Les adultes sont le marché oublié. Entraînement ninja, préparation aux courses d'obstacles et soirées d'entreprise se placent aux heures sans groupes d'enfants et remplissent les soirs de semaine.
La sécurité est un argument de vente, pas une mention légale : âges, encadrement, briefing, décharge à signer et chaussettes antidérapantes. L'expliquer ouvertement enlève aux parents l'inquiétude qui, sinon, se transforme en appel.
La zone d'attente est le second chiffre d'affaires et presque personne n'en parle. Celui qui patiente quatre-vingt-dix minutes pour un enfant dépense pendant ce temps ou s'ennuie, et dans le second cas la famille revient moins souvent. Des places assises avec vue sur les modules, du wifi, un café et de quoi grignoter, et sur le site une phrase disant que les accompagnants n'ont pas d'entrée à payer. Cela ne coûte rien et allonge la visite.

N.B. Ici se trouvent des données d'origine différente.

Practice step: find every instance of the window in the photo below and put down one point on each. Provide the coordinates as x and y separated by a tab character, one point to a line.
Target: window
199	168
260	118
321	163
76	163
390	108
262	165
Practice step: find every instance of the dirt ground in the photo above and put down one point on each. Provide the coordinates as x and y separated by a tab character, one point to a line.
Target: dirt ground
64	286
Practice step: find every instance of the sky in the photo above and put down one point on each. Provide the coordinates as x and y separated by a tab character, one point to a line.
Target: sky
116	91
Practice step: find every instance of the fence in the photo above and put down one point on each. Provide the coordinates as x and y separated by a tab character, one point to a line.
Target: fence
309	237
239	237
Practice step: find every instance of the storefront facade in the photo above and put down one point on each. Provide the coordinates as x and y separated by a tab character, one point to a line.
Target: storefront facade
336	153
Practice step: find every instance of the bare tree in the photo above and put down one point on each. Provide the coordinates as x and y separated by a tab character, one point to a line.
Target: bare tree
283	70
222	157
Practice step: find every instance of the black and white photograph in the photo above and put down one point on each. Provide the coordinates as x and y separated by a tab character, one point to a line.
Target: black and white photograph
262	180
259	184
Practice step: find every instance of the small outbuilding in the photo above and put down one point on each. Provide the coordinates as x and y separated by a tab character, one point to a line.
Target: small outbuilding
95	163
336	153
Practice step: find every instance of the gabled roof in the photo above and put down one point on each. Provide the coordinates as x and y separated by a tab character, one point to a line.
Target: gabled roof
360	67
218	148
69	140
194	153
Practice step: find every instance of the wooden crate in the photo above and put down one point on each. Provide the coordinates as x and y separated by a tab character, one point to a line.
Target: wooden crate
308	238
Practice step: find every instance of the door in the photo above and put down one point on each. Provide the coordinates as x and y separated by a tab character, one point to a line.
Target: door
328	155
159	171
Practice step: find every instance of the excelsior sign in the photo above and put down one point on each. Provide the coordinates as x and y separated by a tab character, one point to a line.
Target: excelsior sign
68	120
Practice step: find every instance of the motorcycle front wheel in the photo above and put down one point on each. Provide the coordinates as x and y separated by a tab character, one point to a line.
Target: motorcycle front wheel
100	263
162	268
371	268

Ce qu'il y a sous les tapis décide de la réputation. Ressorts et filets ont une durée de vie, et un parc qui écrit à quel rythme tout cela est contrôlé et remplacé en dit plus aux parents que n'importe quelle photo d'enfants qui rient. Donnez la périodicité, qui contrôle, et le fait qu'un module condamné le reste jusqu'à son remplacement — y compris un samedi.